A vote by the International Atomic Energy Agency's 35-nation board to report Iran to the Security Council has been deferred until tomorrow.
The board is now due to reconvene at 09:00 Irish time tomorrow.
The move looks increasingly likely after Russia and China conditionally endorsed an EU-sponsored resolution to put the council on notice about Iran.
Both countries' support is contingent on Tehran being given at least until March to co-operate fully with UN investigators before any action can be taken.
Iran has threatened to respond by curbing UN inspections and ending talks on Russia's offer to enrich Iranian uranium to ensure the Islamic Republic cannot divert it for bombs.

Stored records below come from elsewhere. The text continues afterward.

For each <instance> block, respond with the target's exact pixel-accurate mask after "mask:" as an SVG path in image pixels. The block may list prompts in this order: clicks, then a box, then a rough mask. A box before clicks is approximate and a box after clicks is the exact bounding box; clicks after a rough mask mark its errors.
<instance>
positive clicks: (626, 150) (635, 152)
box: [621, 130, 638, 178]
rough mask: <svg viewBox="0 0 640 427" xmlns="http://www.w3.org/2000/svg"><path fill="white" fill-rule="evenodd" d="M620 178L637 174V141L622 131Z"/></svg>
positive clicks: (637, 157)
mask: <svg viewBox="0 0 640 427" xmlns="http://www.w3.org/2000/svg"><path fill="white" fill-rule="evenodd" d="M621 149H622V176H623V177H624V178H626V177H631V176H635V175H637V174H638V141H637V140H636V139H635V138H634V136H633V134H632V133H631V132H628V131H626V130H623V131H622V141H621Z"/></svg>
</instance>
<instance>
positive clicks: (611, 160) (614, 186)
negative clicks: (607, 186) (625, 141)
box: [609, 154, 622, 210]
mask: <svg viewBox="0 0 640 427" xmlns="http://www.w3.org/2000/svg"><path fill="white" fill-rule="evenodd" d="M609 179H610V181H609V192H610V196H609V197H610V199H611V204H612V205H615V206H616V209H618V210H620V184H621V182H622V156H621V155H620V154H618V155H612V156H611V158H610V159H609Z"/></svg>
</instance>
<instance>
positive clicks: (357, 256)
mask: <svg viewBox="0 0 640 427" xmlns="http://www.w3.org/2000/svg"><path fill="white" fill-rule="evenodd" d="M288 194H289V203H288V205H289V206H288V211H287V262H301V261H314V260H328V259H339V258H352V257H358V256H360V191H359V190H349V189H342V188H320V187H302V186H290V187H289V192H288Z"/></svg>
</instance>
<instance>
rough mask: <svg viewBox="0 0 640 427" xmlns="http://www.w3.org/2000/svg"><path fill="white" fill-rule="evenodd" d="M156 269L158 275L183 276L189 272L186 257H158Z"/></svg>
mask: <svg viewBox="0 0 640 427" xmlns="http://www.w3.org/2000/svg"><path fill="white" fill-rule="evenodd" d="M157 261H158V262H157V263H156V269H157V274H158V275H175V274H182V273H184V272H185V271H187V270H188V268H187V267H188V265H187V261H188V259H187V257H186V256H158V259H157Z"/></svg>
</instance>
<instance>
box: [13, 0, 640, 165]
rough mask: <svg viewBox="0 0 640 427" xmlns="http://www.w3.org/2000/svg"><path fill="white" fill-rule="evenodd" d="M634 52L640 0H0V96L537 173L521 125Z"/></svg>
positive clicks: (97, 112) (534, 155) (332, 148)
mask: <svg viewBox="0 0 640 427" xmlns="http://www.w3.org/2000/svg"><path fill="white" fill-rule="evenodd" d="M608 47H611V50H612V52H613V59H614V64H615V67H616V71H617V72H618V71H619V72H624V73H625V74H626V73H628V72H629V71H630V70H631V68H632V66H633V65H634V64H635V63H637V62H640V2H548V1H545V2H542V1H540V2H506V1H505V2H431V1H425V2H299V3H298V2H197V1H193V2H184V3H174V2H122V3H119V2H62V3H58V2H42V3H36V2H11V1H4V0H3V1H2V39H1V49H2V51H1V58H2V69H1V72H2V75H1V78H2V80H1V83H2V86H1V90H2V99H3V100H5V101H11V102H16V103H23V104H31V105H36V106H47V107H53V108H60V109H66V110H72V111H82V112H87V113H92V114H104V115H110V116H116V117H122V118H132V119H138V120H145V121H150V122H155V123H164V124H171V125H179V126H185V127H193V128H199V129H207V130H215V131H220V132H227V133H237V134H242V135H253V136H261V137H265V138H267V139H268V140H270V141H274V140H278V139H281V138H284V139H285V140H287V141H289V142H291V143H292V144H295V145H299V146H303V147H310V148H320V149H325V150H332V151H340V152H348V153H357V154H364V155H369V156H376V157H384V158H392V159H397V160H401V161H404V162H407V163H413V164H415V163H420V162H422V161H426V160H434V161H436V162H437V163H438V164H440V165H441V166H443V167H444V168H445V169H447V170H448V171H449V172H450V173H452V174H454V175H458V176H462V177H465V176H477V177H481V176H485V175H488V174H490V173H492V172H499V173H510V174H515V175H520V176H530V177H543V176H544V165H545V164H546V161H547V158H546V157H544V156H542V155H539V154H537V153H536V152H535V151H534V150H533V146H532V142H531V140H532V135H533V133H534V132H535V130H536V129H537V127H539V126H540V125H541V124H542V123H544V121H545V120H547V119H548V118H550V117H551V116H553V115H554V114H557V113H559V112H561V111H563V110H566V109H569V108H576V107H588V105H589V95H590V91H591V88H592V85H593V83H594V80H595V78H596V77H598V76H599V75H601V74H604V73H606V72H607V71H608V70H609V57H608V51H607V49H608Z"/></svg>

Tehran says it only wants nuclear power for electricity.
The International Atomic Energy Agency's board of governors began a crisis session yesterday to debate the EU motion but adjourned for informal talks that EU and US leaders hoped would yield a maximum tally of "yes" votes.
Analysts expected a majority of 25-30 in favour of the resolution, with opposition only from adversaries of Washington such as Cuba and Venezuela.
Western diplomats said a rare consensus among permanent council powers Britain, China, France, Russia and the United States, plus Germany, to report Iran was helping to win over wary developing states on the IAEA board.
Tehran told IAEA chief Mohamed ElBaradei that any Security Council involvement "would be the final blow to the confidence of Iran" in the UN watchdog, which would be barred from carrying out spot checks on Iranian nuclear facilities.
Losing the ability to make short-notice inspections would impair the IAEA safeguards regime in Iran, but EU diplomats said the threat would not deter efforts to rein in Tehran.